Officials at the state Department of Public Health have maintained a news blackout recently on the rabies case they first publicized late last month.

Phone calls to DPH spokeswoman Jennifer Manley went straight to voice mail Friday, and neither she nor commissioner John Auerbach returned calls or emails.

Asked Thursday if the rabies victim had died, Manley said by phone, “We would never confirm that. At this time we don’t have to confirm it because of privacy.”

DPH officials first announced at the end of December that a Barnstable County man in his 60s was in critical condition with the deadly virus.

Then, a local public health official confirmed the victim was from the town of Barnstable.

Early this month state public health officials confirmed that the disease had been transmitted by the bite of a small brown bat of the Myotis species.

Although rabies is rare in the U.S., in most cases it is caused by bats.

The Centers for Disease Control and Prevention in Atlanta says only six cases were reported last year, of which five were fatal (a victim in California lived).

Galvin apparently was bitten in his Marstons Mills home, but didn’t know it until symptoms started showing.

Usually at that point, it’s too late to recover because the virus has invaded the brain, disrupting signals to vital body parts such as the heart and diaphragm, health officials say.

As of Jan. 14 — the date of the Times’ last published update on the case — the rabies victim remained in stable but critical condition in a comalike state at an unidentified Boston hospital, according to Barnstable Health Director Thomas McKean.

McKean did not return phone calls Friday. He’d said earlier in the week that family members had requested privacy.

Lee Mannillo, of the Cape Cod Rabies Task Force, confirmed recently that Galvin had undergone an innovative treatment called the “Milwaukee protocol.”

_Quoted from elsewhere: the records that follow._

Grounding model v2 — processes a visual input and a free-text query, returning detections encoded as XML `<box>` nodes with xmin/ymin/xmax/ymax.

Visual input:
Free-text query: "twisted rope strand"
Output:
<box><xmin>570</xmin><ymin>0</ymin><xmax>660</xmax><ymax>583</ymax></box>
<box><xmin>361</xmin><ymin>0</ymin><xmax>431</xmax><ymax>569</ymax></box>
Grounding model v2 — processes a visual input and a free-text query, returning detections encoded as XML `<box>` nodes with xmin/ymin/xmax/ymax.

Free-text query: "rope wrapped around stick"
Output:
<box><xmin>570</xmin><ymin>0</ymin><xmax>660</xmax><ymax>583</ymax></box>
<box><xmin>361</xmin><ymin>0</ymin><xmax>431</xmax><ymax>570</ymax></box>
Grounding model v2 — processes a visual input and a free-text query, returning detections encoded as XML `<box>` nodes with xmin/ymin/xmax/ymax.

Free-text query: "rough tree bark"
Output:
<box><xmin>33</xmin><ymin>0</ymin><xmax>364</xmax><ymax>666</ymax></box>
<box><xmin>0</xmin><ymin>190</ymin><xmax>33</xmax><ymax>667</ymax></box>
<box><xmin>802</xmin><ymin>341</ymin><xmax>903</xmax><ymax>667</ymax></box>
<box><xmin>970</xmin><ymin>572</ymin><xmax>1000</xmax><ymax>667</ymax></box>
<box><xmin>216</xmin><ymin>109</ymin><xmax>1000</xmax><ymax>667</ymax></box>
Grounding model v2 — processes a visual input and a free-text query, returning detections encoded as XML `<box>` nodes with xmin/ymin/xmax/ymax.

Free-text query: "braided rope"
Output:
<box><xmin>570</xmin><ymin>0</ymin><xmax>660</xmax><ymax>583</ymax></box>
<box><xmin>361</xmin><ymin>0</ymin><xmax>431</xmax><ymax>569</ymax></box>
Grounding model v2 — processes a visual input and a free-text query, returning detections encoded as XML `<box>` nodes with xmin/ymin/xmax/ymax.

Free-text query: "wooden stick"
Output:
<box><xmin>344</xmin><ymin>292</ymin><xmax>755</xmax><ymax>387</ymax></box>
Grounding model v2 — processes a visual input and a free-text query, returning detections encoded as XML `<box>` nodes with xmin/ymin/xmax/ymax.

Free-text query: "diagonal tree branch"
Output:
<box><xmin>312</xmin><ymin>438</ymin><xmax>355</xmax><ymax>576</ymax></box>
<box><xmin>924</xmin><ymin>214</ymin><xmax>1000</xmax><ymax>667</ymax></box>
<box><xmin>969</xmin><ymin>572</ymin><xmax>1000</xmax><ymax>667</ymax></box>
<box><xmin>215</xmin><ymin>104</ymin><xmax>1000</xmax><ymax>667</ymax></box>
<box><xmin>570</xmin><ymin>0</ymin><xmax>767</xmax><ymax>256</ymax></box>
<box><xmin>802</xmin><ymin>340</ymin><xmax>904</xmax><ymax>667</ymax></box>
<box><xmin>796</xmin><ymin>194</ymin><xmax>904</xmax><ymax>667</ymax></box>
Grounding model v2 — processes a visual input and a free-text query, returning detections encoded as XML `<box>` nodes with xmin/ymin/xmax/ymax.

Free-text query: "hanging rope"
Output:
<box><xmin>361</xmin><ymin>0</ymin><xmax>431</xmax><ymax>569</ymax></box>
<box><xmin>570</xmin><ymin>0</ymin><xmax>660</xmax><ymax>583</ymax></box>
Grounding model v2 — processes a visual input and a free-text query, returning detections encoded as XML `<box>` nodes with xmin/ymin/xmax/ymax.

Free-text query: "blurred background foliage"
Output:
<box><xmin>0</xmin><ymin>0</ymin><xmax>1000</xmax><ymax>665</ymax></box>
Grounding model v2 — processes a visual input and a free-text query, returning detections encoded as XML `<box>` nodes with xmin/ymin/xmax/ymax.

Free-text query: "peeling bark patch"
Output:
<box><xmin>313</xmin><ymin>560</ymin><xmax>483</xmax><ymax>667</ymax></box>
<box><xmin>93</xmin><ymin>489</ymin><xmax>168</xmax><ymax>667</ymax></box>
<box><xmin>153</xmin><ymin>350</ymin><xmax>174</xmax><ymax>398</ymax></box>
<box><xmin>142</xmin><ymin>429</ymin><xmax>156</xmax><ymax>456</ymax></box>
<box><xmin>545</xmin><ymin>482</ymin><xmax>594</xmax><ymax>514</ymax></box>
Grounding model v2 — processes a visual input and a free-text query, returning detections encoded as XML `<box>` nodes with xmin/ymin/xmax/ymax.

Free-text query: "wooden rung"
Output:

The treatment involves administering a cocktail of sedatives while allowing the body to produce natural antibodies to fight off the infection.

The protocol, developed by Dr. Rodney E. Willoughby at the Medical College of Wisconsin in Milwaukee, is credited for saving six lives since 2004.

But it is far more effective to give people bitten by rabid or suspicious animals a series of rabies shots before symptoms ever appear, health officials say.

Galvins’ siblings said they did not want to talk to the press about their brother’s death, and his wife indicated the same through a friend.

Galvin, who ran Galvin Associates software development company in Hingham for years, threw himself into the community life of Marstons Mills after moving there a little more than a decade ago.

He and Judith purchased the William Marston House, which dates from 1780 and is on the National Register of Historic Places.

They turned it from an inn back into a private residence, but still allowed civic celebrations and an Easter church service to be held on the grounds.

Galvin served on the board of the Barnstable Land Trust until a few years ago and put his computer expertise to work digitizing records for the Marstons Mills Historical Society.

He kept a blog on the Marstons Mills River Herring Counting Project.

His funeral is being held today in South Weymouth. Burial will be at Mosswood Cemetery in Cotuit.

Michaela Harrington, Michelle Ng and Lian Parsons contributed to this story.